The best emeralds in the world come from the jungles in the south, but they’re incredibly treacherous and there is no organized trade.  Sounds like a good mission for adventurers, huh?  But the elves do mine emeralds, lower quality emeralds.  Would the elves take action against someone trying to establish a trade in higher quality emeralds?  That would make for some good adventuring ideas!

There is a cartel out of Forsbury that is bringing in wagonloads of ivory from the north.  Mastodons in the far north and elephants in the far south.  Elephant ivory is better (whiter - and that’s not racist), but rarer.  Will someone try to compete with her?  And what trouble will they run into that far south? 

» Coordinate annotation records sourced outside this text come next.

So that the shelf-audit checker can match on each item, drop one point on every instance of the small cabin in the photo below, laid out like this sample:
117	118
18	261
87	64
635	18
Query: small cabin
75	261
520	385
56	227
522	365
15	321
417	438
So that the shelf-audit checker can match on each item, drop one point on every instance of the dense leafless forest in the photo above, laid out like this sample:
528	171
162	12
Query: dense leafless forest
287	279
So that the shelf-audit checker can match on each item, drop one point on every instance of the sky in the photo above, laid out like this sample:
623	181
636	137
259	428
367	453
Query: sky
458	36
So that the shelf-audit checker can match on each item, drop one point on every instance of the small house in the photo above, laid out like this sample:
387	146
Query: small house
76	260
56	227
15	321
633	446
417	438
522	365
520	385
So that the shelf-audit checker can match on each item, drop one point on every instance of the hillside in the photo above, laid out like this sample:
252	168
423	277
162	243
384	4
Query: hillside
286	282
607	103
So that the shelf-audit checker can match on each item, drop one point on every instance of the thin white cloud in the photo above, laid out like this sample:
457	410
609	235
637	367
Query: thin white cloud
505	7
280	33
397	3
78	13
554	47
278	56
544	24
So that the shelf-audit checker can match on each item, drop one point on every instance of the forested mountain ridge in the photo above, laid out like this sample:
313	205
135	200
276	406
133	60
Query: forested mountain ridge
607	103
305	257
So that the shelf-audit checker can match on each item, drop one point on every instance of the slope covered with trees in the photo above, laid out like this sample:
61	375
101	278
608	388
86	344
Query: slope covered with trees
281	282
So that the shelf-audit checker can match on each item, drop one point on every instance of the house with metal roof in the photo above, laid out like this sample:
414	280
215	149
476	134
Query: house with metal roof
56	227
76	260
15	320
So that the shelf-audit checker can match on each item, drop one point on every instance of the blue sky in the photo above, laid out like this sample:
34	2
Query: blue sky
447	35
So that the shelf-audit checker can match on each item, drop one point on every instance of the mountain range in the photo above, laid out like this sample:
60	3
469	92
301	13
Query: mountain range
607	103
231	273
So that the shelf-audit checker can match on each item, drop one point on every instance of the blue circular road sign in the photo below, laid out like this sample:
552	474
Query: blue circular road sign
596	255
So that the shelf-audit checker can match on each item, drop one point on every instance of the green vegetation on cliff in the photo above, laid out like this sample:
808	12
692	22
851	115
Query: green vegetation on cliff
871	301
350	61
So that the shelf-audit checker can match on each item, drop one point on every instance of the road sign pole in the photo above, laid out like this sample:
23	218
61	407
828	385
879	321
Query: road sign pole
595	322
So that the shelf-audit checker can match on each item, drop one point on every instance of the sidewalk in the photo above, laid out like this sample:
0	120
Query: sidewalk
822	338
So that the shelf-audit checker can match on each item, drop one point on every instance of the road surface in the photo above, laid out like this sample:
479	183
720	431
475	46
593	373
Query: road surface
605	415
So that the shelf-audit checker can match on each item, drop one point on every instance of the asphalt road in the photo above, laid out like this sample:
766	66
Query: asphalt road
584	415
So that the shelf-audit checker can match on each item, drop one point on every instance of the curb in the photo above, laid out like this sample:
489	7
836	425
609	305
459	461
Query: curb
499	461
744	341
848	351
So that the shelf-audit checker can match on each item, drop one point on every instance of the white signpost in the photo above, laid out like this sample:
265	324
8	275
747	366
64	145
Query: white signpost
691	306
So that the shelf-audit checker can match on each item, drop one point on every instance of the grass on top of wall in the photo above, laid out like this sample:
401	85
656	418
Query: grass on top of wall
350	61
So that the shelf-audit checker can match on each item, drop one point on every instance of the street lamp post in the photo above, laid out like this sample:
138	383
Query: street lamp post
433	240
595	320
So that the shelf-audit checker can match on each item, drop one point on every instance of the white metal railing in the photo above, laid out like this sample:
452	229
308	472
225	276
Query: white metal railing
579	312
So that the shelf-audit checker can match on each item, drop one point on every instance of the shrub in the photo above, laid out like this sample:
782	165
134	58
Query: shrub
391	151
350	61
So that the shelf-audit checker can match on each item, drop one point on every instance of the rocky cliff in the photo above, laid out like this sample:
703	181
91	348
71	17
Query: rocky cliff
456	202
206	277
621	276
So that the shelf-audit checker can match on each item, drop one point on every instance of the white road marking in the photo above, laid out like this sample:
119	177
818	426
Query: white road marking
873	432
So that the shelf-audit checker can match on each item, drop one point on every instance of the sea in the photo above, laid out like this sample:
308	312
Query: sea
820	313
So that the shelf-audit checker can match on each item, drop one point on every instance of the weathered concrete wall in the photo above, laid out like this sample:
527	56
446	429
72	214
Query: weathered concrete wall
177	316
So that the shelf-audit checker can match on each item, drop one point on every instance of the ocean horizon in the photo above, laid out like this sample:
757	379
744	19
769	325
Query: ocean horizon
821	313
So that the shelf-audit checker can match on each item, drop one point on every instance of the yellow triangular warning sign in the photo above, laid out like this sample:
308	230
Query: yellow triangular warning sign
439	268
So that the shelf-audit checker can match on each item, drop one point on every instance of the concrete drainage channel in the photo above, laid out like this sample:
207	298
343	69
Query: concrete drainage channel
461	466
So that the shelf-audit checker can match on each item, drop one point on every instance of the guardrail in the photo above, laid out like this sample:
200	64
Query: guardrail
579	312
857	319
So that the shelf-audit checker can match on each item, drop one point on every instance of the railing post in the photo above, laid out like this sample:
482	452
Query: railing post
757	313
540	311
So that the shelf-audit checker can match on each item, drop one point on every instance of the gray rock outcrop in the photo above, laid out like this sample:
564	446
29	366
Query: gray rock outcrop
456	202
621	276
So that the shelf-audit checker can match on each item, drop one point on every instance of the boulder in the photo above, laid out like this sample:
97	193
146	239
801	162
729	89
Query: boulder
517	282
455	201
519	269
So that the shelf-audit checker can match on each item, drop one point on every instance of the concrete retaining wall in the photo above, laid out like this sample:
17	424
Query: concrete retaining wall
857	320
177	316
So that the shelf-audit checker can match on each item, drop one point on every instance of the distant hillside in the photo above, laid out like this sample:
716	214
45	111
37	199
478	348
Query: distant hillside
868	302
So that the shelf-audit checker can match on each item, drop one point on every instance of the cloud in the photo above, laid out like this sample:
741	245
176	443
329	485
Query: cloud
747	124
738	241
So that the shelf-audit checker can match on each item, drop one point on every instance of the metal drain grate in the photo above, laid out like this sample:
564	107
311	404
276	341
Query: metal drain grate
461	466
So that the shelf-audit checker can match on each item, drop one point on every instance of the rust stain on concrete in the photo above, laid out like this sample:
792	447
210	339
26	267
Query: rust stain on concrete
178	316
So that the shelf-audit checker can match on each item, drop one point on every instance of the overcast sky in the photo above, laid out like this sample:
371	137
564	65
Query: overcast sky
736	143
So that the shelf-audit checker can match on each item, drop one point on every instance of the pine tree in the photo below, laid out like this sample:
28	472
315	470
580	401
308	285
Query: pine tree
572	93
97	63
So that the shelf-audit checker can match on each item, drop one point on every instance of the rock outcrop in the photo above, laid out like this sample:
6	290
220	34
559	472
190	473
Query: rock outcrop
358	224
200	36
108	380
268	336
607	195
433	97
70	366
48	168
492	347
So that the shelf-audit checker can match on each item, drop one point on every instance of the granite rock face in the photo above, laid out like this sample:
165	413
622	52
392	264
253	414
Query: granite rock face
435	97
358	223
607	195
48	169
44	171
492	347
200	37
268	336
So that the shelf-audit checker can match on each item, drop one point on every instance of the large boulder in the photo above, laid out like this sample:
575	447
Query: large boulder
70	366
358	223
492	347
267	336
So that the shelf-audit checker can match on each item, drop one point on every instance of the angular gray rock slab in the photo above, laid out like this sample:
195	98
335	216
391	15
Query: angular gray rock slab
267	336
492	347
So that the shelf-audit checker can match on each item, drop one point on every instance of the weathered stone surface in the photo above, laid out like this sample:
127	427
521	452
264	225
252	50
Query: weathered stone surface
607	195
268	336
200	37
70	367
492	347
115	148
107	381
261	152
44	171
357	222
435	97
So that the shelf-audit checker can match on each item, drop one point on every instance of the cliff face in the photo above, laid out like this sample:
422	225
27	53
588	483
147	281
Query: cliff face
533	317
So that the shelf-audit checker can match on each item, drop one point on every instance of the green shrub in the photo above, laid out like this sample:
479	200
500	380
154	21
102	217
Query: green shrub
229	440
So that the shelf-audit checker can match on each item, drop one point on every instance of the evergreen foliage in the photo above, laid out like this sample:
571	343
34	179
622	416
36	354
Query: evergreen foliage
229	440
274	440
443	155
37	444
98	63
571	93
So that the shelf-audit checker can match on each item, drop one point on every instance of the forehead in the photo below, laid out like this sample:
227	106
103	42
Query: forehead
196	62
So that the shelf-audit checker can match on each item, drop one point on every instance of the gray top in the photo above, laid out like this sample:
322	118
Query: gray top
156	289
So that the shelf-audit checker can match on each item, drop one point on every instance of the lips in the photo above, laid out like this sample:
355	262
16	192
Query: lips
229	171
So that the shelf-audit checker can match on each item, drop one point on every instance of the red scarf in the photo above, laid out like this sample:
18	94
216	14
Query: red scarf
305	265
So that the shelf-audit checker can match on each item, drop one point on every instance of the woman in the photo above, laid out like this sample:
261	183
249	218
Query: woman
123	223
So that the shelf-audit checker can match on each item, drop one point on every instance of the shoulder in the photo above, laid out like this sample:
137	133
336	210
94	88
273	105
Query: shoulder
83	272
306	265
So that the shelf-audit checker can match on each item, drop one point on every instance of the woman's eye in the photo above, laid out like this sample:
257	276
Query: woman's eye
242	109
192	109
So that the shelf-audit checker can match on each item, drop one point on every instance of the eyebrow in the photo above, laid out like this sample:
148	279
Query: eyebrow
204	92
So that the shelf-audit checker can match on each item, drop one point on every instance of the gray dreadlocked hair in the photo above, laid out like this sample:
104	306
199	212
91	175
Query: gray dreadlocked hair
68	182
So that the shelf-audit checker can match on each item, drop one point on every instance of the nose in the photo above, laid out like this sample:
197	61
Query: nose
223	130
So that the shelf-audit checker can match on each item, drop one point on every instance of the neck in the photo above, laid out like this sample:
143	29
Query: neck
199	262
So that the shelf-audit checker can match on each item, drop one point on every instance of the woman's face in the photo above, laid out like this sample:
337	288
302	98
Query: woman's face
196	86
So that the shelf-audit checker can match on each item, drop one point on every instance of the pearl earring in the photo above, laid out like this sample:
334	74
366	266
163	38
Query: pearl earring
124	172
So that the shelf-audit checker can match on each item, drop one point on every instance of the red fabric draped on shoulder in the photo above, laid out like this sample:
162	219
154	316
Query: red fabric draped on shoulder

The Gold Mountains no longer contain gold, but they do still have silver mines.  So most of the gold was mined by the dwarves and transported to their current location in the north, while the orcs are mining silver in the south.  So you’re not going to find orc chieftains decked out with gold chains or other gold jewelry unless they found some sort of dwarven cache left behind.  So if you find an orc with lots of gold chains, does that lead to a much bigger exploration mission to figure out where he got it from?

The point is this:  There should be a difference between the cultures of tropical and temperate peoples.  There should be a difference between dwarves and elves and humans, and not just a couple of tweaks to what their attributes are.  These differences will not only serve to make the different races and ethnicities more fun to learn about, but will help the GM drive new missions and develop characters, their gear, and their loot.  If characters, gear and loot aren’t important to your game, then you and I are playing very different games.